Greenpeace says that today’s announcement of a fast-track advisory group with no discernible environmental expertise adds insult to injury and shows just how little regard the Luxon Government has for the environment.
The coalition Government claims its ‘expert advisory group’ will provide independent recommendations to Ministers on projects to be included in the Fast Track Approvals Bill.
Greenpeace spokesperson Juressa Lee (Te Rarawa, Ngāpuhi, Rarotonga) says: “It really rubs salt into the wound to see the Luxon Government’s new fast-track advisory panel stacked with executives from extractive industries and nobody with any discernible expertise in environmental protection – or any process that genuinely allows Tāngata Whenua contribution and participation.”
“For a process that could fast-track projects with significant environmental impacts, such as seabed mining, large-scale irrigation schemes and dairy expansion, new coal mines on conservation land, and who knows what else, there must be some credible environmental expertise on the advisory panel,” says Lee.
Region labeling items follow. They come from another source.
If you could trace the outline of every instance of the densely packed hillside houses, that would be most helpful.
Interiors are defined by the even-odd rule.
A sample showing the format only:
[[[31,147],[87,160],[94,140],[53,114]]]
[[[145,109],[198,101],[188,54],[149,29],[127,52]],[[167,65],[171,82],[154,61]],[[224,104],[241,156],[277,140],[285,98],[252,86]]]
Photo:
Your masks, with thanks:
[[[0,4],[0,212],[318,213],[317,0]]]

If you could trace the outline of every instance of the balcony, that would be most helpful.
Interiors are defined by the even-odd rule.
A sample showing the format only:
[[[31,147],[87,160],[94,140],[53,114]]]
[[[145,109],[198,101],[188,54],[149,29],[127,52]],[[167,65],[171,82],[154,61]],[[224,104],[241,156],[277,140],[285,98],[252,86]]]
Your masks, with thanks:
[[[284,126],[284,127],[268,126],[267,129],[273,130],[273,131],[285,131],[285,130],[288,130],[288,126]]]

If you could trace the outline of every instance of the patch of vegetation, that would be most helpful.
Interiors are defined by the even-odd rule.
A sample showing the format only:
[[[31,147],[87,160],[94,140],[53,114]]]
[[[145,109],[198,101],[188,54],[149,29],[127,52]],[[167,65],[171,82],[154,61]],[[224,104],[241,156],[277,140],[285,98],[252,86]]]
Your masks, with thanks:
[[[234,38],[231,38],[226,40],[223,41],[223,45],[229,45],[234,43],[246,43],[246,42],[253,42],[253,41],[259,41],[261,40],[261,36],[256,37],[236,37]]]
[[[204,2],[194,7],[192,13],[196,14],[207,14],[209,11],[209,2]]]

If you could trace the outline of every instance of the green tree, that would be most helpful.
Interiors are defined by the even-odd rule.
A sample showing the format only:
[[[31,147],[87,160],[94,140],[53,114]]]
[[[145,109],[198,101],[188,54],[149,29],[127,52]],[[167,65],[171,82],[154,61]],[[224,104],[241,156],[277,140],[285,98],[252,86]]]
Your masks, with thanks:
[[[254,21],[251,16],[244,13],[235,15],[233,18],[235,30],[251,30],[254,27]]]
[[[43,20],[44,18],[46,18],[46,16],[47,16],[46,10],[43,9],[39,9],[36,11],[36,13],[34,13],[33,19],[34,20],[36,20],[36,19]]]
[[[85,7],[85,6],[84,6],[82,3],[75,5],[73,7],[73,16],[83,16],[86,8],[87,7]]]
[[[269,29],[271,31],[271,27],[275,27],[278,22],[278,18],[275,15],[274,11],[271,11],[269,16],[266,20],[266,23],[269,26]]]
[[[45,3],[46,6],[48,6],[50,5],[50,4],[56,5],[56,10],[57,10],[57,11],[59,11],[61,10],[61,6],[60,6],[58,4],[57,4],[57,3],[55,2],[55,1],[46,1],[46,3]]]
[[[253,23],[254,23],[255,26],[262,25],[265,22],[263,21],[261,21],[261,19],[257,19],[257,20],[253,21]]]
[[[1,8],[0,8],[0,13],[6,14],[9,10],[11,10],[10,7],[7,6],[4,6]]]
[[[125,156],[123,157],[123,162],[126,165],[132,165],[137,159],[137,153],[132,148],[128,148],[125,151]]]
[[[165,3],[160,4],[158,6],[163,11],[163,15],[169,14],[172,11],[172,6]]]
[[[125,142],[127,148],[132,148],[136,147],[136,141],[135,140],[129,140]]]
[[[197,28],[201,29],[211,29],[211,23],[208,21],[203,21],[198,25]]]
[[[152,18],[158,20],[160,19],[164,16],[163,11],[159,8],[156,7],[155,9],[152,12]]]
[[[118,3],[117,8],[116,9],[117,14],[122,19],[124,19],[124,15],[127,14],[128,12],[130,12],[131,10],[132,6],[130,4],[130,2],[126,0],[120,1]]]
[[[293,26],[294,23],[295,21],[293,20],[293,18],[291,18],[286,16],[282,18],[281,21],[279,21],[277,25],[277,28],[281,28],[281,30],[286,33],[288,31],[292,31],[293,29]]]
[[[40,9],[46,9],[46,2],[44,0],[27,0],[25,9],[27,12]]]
“This shows how little regard the Luxon Government has for the environment at a time when the world is suffering an extinction crisis.”
“It’s also a clear case of regulatory capture by industry. An advisory panel made entirely of industry representatives means that the whole process appears to be riddled with conflict of interest and wide open to allegations of corruption,” says Lee.
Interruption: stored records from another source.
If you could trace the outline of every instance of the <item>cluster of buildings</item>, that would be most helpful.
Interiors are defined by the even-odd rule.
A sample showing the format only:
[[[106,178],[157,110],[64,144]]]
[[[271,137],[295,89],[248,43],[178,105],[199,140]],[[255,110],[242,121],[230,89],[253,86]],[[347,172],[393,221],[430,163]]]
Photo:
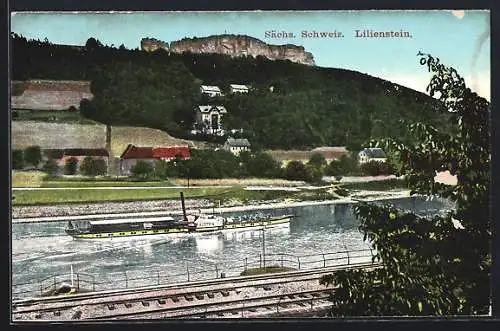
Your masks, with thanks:
[[[239,155],[242,151],[250,151],[251,145],[247,139],[228,138],[223,150],[227,150],[234,155]],[[176,158],[191,158],[191,148],[189,146],[168,146],[168,147],[145,147],[127,145],[119,157],[118,175],[129,176],[132,174],[132,168],[139,162],[145,162],[154,167],[155,162],[162,160],[172,161]],[[110,155],[105,148],[65,148],[65,149],[44,149],[44,160],[52,159],[56,164],[63,168],[69,159],[74,158],[78,161],[78,167],[83,159],[91,157],[93,159],[103,160],[106,166],[109,165]]]
[[[230,84],[230,93],[248,93],[250,88],[247,85]],[[202,95],[209,97],[223,96],[220,87],[215,85],[201,85]],[[226,131],[222,125],[222,118],[227,114],[227,109],[222,105],[199,105],[195,107],[195,123],[191,134],[208,134],[223,136]]]

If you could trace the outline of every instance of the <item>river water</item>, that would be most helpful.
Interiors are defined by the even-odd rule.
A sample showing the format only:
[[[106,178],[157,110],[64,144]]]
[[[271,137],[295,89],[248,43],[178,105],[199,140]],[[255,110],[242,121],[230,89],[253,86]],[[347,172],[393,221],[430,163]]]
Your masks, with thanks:
[[[419,213],[451,208],[446,201],[420,197],[385,202]],[[265,232],[77,240],[64,233],[65,222],[15,223],[13,297],[39,295],[54,282],[55,275],[61,275],[56,282],[69,282],[71,269],[73,281],[78,274],[81,287],[96,290],[215,278],[221,273],[237,275],[245,266],[262,265],[263,246],[266,265],[298,268],[301,263],[300,268],[311,268],[345,263],[345,259],[325,261],[322,254],[370,247],[363,242],[351,206],[344,203],[266,210],[274,215],[293,214],[294,218],[289,225]],[[353,256],[351,253],[351,261],[356,259]],[[361,256],[357,260],[370,258]]]

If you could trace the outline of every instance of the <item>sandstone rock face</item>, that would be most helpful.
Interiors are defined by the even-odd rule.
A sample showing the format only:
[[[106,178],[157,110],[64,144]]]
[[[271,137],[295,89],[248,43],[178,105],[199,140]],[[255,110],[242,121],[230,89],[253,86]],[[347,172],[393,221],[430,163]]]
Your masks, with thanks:
[[[304,47],[293,44],[270,45],[262,40],[246,35],[217,35],[203,38],[185,38],[173,41],[170,45],[164,41],[144,38],[141,49],[153,52],[164,49],[173,53],[217,53],[232,57],[264,56],[270,60],[290,60],[301,64],[314,65],[314,57]]]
Greenpeace has been a vocal critic of the fast-track approvals bill since its introduction and has mobilised supporters to make submissions against it.
Lee says almost 5,000 Greenpeace supporters have taken the time to make a submission opposing the fast-track bill, and the number is climbing every hour.
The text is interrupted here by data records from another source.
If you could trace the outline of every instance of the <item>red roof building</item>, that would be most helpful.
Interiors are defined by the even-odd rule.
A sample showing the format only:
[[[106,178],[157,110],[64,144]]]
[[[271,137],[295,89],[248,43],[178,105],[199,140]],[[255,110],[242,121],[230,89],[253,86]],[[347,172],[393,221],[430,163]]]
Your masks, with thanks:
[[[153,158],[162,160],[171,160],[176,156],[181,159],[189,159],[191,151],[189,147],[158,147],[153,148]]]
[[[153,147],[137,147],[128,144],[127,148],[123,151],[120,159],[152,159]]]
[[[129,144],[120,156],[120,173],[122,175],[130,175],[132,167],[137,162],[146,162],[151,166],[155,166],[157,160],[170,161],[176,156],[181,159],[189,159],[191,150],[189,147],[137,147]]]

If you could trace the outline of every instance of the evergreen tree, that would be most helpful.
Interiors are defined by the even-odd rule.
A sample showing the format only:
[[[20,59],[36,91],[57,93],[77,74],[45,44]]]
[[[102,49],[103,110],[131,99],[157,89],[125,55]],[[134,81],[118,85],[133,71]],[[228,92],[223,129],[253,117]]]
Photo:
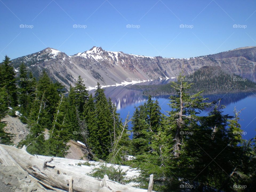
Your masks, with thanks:
[[[10,58],[5,55],[3,60],[3,66],[2,67],[3,74],[3,84],[5,86],[7,93],[8,104],[13,107],[18,105],[18,97],[17,89],[15,85],[16,79],[15,73],[13,67],[11,63]]]
[[[99,158],[106,159],[109,153],[111,146],[111,133],[113,127],[110,126],[111,113],[104,90],[98,83],[95,92],[95,110],[97,132],[95,139],[99,145],[94,146],[94,153]]]
[[[9,145],[12,143],[13,135],[6,132],[4,129],[6,125],[1,120],[6,115],[8,110],[7,95],[4,87],[0,87],[0,143]]]
[[[88,99],[88,91],[86,90],[85,85],[83,84],[83,81],[79,75],[74,90],[75,104],[77,107],[80,115],[83,112],[84,106]]]
[[[66,118],[66,103],[63,94],[54,114],[50,138],[45,143],[45,153],[48,156],[64,157],[69,148],[67,143],[70,138],[70,128]]]

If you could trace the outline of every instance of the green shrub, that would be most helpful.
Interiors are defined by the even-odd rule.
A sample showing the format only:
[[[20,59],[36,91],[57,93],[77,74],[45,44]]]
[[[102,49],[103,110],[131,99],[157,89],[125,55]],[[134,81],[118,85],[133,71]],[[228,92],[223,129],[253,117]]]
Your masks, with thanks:
[[[110,180],[124,184],[127,182],[125,175],[127,171],[122,171],[120,166],[116,168],[112,165],[108,167],[106,164],[101,164],[99,167],[94,168],[88,175],[98,179],[102,179],[106,175]]]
“Thousands of people making submissions opposing the fast track shows how much opposition there is, and this is just the start of the resistance this Government will face if this bill proceeds.
“Just like the oil industry faced a decade of relentless resistance from iwi, environmental groups and people all over Aotearoa, so too will anyone who would try and dig up conservation land, wreck rivers or mine the seabed.”